Another, perhaps less suprising release is the new album by Om, entitled God is Good, which follows 2007's Pilgrimage. Now I'm aware that a lot of black metal subverts religious concepts, but it seems like Om is going another route (or maybe I'm just really naive) - either they're making an attempt to parody and ultimately subvert religious imagery, or perhaps their interest is an aesthetic one? Are they following Sun 0)))'s devastating Monoliths and Dimensions, a very strong candidate for 2009's best album, whose album centrepiece "Big Church" fuses a macabre metal with droning walls of sound? It's an album about death and the void; and what better entry point than that hollowed-out ghost-town called religious tradition?

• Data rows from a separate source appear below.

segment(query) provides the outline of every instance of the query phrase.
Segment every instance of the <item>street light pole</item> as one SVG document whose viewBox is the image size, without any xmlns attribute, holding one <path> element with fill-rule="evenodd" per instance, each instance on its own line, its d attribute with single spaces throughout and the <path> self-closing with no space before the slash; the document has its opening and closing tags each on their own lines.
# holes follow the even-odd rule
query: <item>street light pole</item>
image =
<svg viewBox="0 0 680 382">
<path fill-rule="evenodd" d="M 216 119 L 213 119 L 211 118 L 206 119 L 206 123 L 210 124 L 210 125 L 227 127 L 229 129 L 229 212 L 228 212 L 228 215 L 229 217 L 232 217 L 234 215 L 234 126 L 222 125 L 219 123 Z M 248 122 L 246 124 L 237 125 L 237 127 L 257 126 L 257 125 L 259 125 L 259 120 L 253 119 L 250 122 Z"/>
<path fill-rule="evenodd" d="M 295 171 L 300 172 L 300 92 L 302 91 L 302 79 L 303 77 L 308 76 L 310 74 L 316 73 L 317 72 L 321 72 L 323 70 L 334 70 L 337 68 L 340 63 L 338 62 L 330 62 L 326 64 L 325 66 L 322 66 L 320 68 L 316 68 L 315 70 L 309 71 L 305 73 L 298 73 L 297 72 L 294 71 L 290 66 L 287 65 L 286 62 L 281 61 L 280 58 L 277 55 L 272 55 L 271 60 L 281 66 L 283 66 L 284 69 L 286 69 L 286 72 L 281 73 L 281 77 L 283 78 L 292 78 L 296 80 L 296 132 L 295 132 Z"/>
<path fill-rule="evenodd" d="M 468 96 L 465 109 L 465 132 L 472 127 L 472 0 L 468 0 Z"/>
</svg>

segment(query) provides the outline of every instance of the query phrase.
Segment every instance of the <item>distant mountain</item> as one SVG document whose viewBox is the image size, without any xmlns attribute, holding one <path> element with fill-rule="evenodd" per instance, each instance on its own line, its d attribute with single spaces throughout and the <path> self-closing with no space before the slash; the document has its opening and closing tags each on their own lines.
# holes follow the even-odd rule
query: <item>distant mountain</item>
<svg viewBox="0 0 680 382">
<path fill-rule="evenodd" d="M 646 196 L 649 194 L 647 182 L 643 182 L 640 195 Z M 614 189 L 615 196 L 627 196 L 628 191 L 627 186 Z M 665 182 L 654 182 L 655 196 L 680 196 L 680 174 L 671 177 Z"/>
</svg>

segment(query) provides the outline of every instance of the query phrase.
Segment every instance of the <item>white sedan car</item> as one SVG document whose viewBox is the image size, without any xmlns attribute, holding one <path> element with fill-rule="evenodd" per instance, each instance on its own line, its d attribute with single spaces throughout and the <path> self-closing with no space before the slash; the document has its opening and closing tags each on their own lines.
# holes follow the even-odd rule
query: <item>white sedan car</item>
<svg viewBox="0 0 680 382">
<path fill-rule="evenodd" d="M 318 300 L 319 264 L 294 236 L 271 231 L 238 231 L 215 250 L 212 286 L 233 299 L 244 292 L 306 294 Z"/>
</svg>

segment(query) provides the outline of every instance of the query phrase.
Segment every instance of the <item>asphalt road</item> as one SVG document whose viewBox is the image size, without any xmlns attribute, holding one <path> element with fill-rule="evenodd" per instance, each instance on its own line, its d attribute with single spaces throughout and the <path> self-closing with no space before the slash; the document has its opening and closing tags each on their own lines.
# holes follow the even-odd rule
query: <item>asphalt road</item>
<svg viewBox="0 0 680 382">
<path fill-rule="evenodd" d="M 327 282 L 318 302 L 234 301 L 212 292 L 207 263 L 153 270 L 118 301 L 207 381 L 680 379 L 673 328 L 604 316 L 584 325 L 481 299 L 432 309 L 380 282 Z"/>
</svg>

One of my most anticipated albums of the year, Atlas Sound's Logos, sees Bradford Cox returning to the kind of spiritual concepts that have infused Deerhunter's best material. The Flourescent Grey EP, whose title track seems to me like a meditation on Christ's flesh (attentive to the strangeness or humanness of the "logos"), is probably the best example of this bizarre interest in transcendence - which is ultimately what Deerhunter's sound is all about. Logos sounds like it could be another winner. If you haven't heard the first single, "Walkabout" featuring Panda Bear (!), I suggest you do so RIGHT NOW! Cox has alwayts taken himself way too seriously, but calling his new album Logos takes the cake. Seriously, would anyone have had the gall to use that title ten years ago? Is this evidence of an increasing secularization (where religious ideas are put into service of a higher aesthetic or artistic truth), or are people realizing that there's something worthwhile about revisiting religious traditions. Perhaps we haven't left them behind after all. Perhaps we can't.
Dude! You're stealing my thesis topic.